Over the weekend, I started reading the British theologian David Clough‘s On Animals: Systematic Theology (Volume 1). Clough, who co-edited this excellent collection on animals and theology, writes that he had originally intended to write a book about animals and Christian ethics, but found that the doctrinal foundations for such a project were so underdeveloped that he needed to write an entire volume on doctrine before getting to the ethical implications! (Volume 2, as I understand it, will cover the ethical upshot of the doctrinal points developed in this volume.)

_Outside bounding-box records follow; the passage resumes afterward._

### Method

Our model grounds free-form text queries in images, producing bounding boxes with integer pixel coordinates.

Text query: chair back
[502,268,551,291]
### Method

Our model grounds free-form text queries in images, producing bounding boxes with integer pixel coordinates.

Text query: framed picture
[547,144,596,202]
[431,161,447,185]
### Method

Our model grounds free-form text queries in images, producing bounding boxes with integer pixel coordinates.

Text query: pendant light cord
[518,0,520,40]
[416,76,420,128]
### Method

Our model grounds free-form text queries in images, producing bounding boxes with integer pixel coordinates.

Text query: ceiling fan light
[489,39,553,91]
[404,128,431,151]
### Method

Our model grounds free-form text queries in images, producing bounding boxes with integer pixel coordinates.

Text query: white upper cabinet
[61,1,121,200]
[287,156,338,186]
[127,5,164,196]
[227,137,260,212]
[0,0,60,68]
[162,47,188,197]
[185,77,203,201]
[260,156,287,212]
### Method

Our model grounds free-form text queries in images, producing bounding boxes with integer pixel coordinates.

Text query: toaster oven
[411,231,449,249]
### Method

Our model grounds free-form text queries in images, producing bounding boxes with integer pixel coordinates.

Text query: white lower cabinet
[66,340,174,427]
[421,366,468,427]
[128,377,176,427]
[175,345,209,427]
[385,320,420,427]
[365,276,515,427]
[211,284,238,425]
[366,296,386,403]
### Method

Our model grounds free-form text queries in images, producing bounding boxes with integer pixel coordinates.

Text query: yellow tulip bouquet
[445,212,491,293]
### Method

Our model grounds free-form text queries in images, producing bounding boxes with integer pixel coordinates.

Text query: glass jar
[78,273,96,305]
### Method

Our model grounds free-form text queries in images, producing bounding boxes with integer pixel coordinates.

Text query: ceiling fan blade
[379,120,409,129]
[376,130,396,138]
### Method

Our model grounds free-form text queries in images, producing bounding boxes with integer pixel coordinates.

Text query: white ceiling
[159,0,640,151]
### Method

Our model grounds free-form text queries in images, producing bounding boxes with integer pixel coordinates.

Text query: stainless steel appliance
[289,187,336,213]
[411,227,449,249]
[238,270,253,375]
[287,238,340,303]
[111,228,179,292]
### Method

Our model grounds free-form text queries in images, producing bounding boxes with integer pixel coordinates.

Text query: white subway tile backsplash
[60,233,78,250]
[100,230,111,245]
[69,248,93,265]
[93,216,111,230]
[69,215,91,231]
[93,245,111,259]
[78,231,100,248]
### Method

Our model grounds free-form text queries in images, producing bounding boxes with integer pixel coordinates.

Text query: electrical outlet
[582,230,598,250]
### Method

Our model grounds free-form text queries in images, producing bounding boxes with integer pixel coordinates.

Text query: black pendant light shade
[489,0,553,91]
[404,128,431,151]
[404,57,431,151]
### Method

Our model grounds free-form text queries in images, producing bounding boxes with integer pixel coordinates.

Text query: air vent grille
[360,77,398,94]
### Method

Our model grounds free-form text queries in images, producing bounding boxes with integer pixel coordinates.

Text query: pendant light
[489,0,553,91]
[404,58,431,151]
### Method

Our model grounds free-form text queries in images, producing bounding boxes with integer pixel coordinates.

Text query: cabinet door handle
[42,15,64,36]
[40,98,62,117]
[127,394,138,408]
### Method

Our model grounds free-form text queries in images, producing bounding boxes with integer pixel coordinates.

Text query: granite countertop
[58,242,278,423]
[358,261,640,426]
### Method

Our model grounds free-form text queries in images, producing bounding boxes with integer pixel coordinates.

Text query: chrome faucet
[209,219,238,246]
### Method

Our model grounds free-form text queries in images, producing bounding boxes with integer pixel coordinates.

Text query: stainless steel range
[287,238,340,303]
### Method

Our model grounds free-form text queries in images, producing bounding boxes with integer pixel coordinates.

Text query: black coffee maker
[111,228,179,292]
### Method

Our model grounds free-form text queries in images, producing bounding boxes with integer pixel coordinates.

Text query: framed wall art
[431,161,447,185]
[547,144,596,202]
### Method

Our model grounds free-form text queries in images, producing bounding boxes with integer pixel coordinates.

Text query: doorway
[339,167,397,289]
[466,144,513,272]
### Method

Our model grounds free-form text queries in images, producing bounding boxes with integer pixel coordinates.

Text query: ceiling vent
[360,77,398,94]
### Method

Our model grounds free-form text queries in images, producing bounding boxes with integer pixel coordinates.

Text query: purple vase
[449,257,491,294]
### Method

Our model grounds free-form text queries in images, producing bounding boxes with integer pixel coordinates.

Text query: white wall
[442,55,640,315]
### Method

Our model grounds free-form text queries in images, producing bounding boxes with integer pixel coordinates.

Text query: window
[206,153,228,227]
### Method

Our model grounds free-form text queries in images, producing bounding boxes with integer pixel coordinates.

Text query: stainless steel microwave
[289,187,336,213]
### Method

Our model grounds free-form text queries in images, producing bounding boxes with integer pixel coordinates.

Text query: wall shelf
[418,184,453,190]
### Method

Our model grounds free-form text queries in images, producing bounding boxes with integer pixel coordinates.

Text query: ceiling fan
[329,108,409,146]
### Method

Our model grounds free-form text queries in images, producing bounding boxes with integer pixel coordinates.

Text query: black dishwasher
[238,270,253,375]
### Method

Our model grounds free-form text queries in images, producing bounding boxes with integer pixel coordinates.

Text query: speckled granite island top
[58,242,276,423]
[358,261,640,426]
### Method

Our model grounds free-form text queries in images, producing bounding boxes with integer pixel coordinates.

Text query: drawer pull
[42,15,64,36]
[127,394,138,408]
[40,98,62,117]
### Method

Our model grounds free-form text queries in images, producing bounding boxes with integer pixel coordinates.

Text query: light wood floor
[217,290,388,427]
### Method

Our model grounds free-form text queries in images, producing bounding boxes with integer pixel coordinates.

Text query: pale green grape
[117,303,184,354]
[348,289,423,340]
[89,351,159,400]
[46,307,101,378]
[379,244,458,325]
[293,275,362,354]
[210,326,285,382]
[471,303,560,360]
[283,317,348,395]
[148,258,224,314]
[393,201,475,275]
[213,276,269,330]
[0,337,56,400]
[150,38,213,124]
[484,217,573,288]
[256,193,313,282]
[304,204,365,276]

The book is organized around the themes of creation, reconciliation, and redemption. Clough argues that, when properly understood, traditional formulations of these doctrines have implications for the place of animals that are far different than usually assumed. For example, the first two chapters on creation (which is as far as I’ve gotten) make the case that creation is not for the sake of human beings. Many theologians have maintained just this, but that’s largely, Clough contends, because they uncritically adopted positions from extra-biblical sources such as Stoicism, Platonism, or gnosticism (in the case of several of the church fathers) or had absorbed secular zeal for mastery over the natural world (as happened among some early-modern theologians). A better reading of the Bible and Christian faith, Clough says, is that creation is for the sake of God’s fellowship with all creatures and that (non-human) animals have their own place and vocation before God that is not merely to serve humanity.
I plan to blog more about Clough’s book as I make my way through it. (And note that the hardcover is listed at $120, while the Kindle version is a mere $15.)